Cloud Paralleled File System (CPFS) is a type of parallel file system provided by Alibaba Cloud. CPFS stores data across multiple data nodes in a cluster and allows data to be simultaneously accessed by multiple clients. Therefore, CPFS can provide data storage services with high input/output operations per second (IOPS), high throughput, and low latency for large, high-performance computing clusters. This topic describes how to configure a shared CPFS volume.

Background information

Data scientists may need to keep their data or retrieve the same copy of training data. To meet this requirement, we recommend that you configure a shared NAS volume and mount it to the runtime where you use Arena to submit jobs. This prevents data loss because code and data stored in the shared NAS volume are not deleted with containers.

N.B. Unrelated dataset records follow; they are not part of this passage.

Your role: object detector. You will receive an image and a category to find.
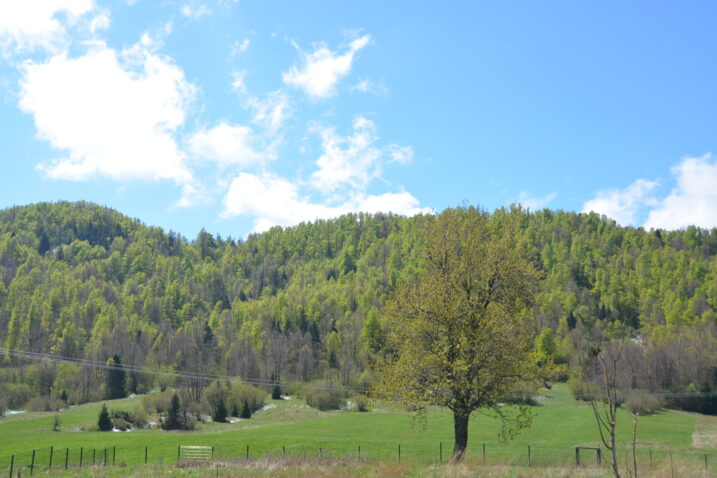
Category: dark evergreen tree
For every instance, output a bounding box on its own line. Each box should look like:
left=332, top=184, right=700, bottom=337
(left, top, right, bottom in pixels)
left=97, top=403, right=112, bottom=432
left=212, top=397, right=227, bottom=423
left=162, top=392, right=184, bottom=430
left=239, top=400, right=251, bottom=418
left=107, top=354, right=127, bottom=399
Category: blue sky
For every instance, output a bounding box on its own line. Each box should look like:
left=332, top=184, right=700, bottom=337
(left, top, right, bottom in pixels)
left=0, top=0, right=717, bottom=238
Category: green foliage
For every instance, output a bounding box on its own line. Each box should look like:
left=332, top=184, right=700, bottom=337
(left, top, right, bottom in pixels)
left=304, top=388, right=346, bottom=411
left=212, top=398, right=227, bottom=423
left=0, top=202, right=717, bottom=414
left=239, top=400, right=251, bottom=419
left=97, top=403, right=112, bottom=432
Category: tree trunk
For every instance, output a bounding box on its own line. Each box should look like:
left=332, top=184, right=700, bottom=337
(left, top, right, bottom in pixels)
left=610, top=424, right=620, bottom=478
left=451, top=412, right=470, bottom=463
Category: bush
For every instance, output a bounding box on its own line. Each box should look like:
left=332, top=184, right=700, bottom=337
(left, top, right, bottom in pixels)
left=304, top=390, right=344, bottom=411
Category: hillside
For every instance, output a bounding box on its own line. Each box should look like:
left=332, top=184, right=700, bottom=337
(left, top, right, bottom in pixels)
left=0, top=202, right=717, bottom=409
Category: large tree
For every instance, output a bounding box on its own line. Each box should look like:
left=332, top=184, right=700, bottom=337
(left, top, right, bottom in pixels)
left=379, top=207, right=537, bottom=461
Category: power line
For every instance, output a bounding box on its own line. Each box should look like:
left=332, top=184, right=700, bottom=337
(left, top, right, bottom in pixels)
left=0, top=348, right=365, bottom=392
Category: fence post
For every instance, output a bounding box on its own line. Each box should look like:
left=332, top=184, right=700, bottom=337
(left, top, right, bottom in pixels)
left=528, top=445, right=530, bottom=466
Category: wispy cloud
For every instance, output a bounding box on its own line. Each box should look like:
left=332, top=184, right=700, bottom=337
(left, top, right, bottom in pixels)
left=282, top=35, right=371, bottom=98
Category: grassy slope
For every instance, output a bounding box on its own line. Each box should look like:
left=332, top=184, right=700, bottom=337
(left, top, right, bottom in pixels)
left=0, top=385, right=717, bottom=467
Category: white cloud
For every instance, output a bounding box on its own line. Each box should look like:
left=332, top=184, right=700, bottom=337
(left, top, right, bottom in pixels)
left=222, top=173, right=432, bottom=232
left=583, top=179, right=658, bottom=226
left=388, top=144, right=413, bottom=164
left=645, top=154, right=717, bottom=229
left=188, top=121, right=272, bottom=167
left=180, top=3, right=212, bottom=20
left=245, top=90, right=291, bottom=136
left=232, top=71, right=246, bottom=93
left=282, top=35, right=371, bottom=98
left=518, top=191, right=558, bottom=211
left=229, top=38, right=251, bottom=58
left=0, top=0, right=95, bottom=51
left=351, top=79, right=388, bottom=96
left=311, top=116, right=383, bottom=193
left=19, top=40, right=195, bottom=184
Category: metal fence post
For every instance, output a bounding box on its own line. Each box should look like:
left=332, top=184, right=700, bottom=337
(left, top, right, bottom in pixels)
left=528, top=445, right=530, bottom=466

You can allow the developers in a team to share the same storage pool. If you have declared a shared NAS volume and specified the path that is used to mount the volume, the shared NAS volume is automatically mounted to the specified path. After the shared NAS volume is mounted, you can use data and code stored in the volume by specifying the --data parameter each time you submit a job.

In Kubernetes, storage volumes are declared by using persistent volumes (PVs) and persistent volume claims (PVCs). As the administrator of a Kubernetes cluster, you must create a PVC for each data scientist in your team. For example, User A and User B can mount their PVs to the same NAS volume or Cloud Paralleled File System (CPFS). However, the PVs must be mounted to different subdirectories to isolate the runtimes of User A and User B.

Step 1: Create a CPFS file system

For more information about how to create a CPFS file system, see Create a file system.
Note

When you create a CPFS file system, set the region, Virtual Private Cloud (VPC) network and VSwitches to those of the target cluster of Alibaba Cloud Container Service for Kubernetes (ACK).

Step 2: Add a mount target

  1. Log on to the NAS console.
  2. In the left-side navigation pane, choose File System > File System List.
  3. Find the newly created CPFS file system and click Management in the Operations column.
    On the Basic Information tab, you can view the ID and mount target of the newly created file system.CPFS

Step 3: Create a PV and a PVC for the target ACK cluster

  1. Log on to the ACK console.
  2. In the left-side navigation pane, choose Applications > Deployments.
  3. In the upper-right corner of the Deployments page, click Create from Template.
    Select the target cluster from the Cluster drop-down list, select the target namespace from the Namespace drop-down list, and select from the Sample Template drop-down list.
    Copy the following content to the template:
    apiVersion: v1
    kind: PersistentVolume
    metadata:
      name: pv-cpfs
      labels:
        alicloud-pvname: pv-cpfs
    spec:
      capacity:
        storage: 500Gi
      accessModes:
        - ReadWriteMany
      flexVolume:
        driver: "alicloud/cpfs"
        options:
          server: "cpfs-xxxxx.cn-huhehaote.cpfs.nas.aliyuncs.com@tcp:/08fba53c"
          fileSystem: "cpfs-08fba53c"
          subPath: "tf_data"
    
    ---
    kind: PersistentVolumeClaim
    apiVersion: v1
    metadata:
      name: pv-cpfs
    spec:
      accessModes:
        - ReadWriteMany
      resources:
        requests:
          storage: 500Gi
      selector:
        matchLabels:
          alicloud-pvname: pv-cpfs
    Note

    Set the following parameters when you configure the persistent volume (PV) and persistent volume claim (PVC):

    • server: Enter the mount target of the CPFS file system that is obtained in Step 2.
    • fileSystem: Enter the ID of the CPFS file system.
    • subPath: Enter tf_data.
  4. Click Create.
    After the PV and PVC are created, you can find the PV in the Persistent Volumes list and the PVC in the Persistent Volume Claims list.